Um dos motivos para os suínos estarem presentes no título do espetáculo “Porco Solidão”, que será apresentado a partir de hoje em transmissão digital, é o fato de viverem isolados num determinado momento da vida deles, numa alusão à longa quarentena que os humanos estão sendo obrigados a passar devido à pandemia.

A grande inspiração, porém, é musical. Amigos há vários anos, Jeane Doucas, Marcelo Miyagi e Roberson Nunes sempre cogitavam montar um grupo com o nome Porco Solidão, que nada mais é do que um trocadilho com a canção “Porto Solidão”, hit conhecido na voz de Jessé que completou, no ano passado, quatro décadas.

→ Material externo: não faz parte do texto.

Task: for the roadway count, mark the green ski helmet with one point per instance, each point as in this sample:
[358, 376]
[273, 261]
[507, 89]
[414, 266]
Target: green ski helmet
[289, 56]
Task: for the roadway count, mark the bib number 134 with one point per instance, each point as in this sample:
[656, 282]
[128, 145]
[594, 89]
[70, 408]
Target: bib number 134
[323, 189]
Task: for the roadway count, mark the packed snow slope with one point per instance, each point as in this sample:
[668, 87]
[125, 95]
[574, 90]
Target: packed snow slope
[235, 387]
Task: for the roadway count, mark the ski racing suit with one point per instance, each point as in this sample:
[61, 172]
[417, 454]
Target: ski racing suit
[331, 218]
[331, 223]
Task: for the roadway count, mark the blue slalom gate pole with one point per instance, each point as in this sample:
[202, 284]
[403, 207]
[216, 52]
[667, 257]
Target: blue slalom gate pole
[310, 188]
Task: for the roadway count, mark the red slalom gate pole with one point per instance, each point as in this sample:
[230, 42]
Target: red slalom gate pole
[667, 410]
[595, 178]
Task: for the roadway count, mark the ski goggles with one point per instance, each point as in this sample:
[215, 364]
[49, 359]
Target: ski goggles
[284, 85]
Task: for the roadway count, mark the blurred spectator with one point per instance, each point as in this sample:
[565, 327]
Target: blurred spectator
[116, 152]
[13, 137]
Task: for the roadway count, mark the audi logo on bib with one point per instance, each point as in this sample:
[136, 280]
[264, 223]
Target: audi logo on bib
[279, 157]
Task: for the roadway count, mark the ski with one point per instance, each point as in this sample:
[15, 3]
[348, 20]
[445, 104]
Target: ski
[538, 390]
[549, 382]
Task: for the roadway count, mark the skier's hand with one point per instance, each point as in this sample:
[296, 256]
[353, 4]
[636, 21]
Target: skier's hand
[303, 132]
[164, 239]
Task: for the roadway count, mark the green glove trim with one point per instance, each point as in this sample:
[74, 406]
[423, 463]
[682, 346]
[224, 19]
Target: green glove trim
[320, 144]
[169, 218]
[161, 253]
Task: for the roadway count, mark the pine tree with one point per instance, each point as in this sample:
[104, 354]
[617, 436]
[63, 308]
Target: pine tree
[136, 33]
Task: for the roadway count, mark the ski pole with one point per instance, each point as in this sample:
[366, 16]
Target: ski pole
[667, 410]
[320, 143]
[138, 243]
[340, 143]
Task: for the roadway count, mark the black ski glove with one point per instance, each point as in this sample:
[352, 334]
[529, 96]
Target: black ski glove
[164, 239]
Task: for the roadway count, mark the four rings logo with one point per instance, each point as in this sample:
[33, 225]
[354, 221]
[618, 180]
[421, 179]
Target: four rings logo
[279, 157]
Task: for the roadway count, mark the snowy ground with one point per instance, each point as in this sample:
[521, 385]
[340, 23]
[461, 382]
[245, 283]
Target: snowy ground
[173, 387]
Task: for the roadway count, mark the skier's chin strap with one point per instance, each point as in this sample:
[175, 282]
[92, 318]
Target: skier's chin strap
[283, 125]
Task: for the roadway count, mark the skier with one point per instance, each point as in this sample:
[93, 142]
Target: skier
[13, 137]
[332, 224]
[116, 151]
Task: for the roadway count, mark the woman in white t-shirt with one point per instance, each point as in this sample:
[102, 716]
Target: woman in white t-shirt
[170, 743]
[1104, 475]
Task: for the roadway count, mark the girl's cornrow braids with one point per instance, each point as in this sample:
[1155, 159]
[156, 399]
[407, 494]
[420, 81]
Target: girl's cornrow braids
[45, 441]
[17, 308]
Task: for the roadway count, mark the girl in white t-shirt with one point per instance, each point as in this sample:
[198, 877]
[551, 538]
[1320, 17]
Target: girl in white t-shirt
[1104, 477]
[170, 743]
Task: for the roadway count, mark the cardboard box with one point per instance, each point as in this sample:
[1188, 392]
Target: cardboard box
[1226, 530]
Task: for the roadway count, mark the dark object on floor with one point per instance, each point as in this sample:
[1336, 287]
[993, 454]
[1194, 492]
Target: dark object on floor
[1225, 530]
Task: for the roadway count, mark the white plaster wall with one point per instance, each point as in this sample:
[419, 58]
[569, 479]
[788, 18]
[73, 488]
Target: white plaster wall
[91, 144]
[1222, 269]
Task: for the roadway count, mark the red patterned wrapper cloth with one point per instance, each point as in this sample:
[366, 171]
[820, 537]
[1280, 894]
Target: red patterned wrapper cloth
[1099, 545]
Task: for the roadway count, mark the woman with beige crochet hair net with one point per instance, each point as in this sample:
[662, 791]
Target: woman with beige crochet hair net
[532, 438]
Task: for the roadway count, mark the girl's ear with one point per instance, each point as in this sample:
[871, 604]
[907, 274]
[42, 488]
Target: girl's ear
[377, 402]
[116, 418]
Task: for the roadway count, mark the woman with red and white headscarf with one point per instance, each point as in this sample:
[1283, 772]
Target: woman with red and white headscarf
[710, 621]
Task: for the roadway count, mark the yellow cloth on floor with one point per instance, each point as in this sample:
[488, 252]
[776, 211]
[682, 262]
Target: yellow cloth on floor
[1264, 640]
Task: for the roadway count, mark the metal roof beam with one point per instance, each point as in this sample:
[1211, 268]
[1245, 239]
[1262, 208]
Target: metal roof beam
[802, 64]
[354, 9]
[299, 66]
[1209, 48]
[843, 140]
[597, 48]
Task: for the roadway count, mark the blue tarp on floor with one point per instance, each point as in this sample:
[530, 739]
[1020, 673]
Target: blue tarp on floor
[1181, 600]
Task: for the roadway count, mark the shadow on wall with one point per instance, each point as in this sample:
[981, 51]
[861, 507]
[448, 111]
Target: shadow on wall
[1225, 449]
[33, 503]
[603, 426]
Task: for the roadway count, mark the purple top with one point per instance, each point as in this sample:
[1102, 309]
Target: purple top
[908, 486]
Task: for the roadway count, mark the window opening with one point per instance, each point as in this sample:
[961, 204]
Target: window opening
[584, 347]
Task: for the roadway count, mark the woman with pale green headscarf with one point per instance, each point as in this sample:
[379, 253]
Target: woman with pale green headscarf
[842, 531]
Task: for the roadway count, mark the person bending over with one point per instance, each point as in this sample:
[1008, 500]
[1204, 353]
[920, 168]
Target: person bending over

“Nasceu como uma brincadeira de muitos anos do Roberson. De fato, o trabalho foi seguindo para este caminho. Além de ser colocado em isolamento para engorda, o porco tem todas as suas partes usadas. É um produto, assim como os seres humanos. O espetáculo apresenta situações relacionadas com a nossa condição de animais”, registra Jeane.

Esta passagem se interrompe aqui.